Commit git push to master CI build build-riscv64.yml Tests run samples + StatelessExec π Zisk proof deterministic, replayable Dashboard zk-testing.nethermind.dev CONTINUOUS VERIFICATION Every commit walks the full pipeline — code, build, run, prove.

Three gates, three failure modes

Gate What it catches Where to read it
Source build (build-riscv64.yml) Renamed musl/runtime symbols, unresolved wraps, broken module compilation, missing toolchain. Actions tab
Sample regression Behavioural drift in the runtime shims — a soft-float helper that suddenly gets reached, an allocator that starts handing out misaligned pointers. zk-testing dashboard
End-to-end proof Real workload regressions: a state-transition function that produces wrong output, a proof that takes 10× longer to generate, a binary that no longer loads in the prover. zk-testing dashboard project 1

The README badges at the top of the repository surface the latest status of each gate.

Gate 1 — build-riscv64.yml

The GitHub Actions workflow does the same thing build.sh all riscv64 does locally:

- run: ./build.sh modules riscv64
- run: ./build.sh bflat   riscv64
- run: ./build.sh layouts riscv64

It runs in the project’s Dockerfile.build image, which contains the full RISC-V64 cross-toolchain, the .NET SDK, and the Python dependencies for patch_elf.py (LIEF and pyelftools). Each module compiles with its own command line:

  • module.criscv64-linux-gnu-gcc -march=rv64imad
  • module.Sriscv64-linux-gnu-as --march=rv64ima --mabi=lp64
  • module.cppriscv64-linux-gnu-g++ -march=rv64imad

Failure modes this gate catches:

  • A wrap target that no longer exists in upstream musl (the linker produces an undefined-symbol error during the layouts build).
  • A module that fails to compile because a header changed (immediate compiler error).
  • A python dependency drift in patch_elf.py (caught when the layouts pipeline tries to invoke the postprocessor).
  • A change to BuildCommand.cs that breaks the cross-architecture path for x86-hosted builds (the layouts target builds both Linux- and Windows-hosted variants).

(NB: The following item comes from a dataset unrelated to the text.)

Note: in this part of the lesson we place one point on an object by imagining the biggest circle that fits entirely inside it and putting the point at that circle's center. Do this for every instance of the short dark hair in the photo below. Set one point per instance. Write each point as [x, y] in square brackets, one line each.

Gate 2 — Sample regression

Every directory under samples/ is built with --libc zisk_sim and run under qemu-riscv64. Output is checked against a known-good baseline.

Gate 3 — End-to-end zkVM proofs

The Nethermind StatelessExecutor — a real Ethereum state-transition function written in real production C# — is built with --libc zisk and proven inside Zisk on every commit. Results are pushed to the zk-testing dashboard.

The dashboard surfaces three things:

Proof success
A green badge on the README means the latest commit produced a valid proof. A red badge means the binary either failed to load, crashed during execution, or produced output that didn't match the canonical reference.
Proof timing
How long Zisk takes to prove the workload. A sudden regression usually means a runtime shim started doing more work — for example, the bump allocator hitting a different code path that triggers many more allocations.
Binary size
The size of the postprocessed ELF. Tracks the cost of the workload in prover steps and is a leading indicator for the previous metric.

Manual smoke tests

Before any release, the maintainers run a short manual checklist that covers cases CI can’t easily exercise:

  • Build a fresh layout from a clean checkout in the Docker image.
  • Build bflat-libziskos and link it into a sample with --extlib.
  • Smoke-test the resulting binary under both zisk_sim (QEMU) and the Zisk prover.
  • Walk a --print-fn-boundaries report by eye looking for unexpected function shapes (anything where EH and objdump disagree by more than a single instruction is investigated).
  • Verify the symbol-size HTML chart (--symchart) for the Nethermind state-transition build, watching for sudden jumps in any single module’s contribution.

Reading the regression dashboard

The badge at the top of the README links to the project page on zk-testing.nethermind.dev. The page shows:

  • Per-commit proof status (success / failure / not yet attempted).
  • A trendline of proof generation time over the last N commits.
  • The diff between the current commit’s output and the reference.
  • Build artifacts: the .elf, the .symchart.html, and the .print-fn-boundaries.txt for inspection.

If a commit regresses any gate, the bisect is usually a one-step operation against the diff in the dashboard. The combination of a loud, deterministic failure mode (gate 2) and a precise quantitative signal (gate 3) means even subtle behavioural drifts have a place to surface.

When in doubt

Run the simulator path locally:

$ bflat build samples/HelloWorld/hello.cs --os linux --libc zisk_sim -x
$ qemu-riscv64 ./hello
Hello world!

If --libc zisk_sim works and the equivalent --libc zisk build crashes inside Zisk, the difference is almost always in the postprocessor — --print-fn-boundaries is the next step.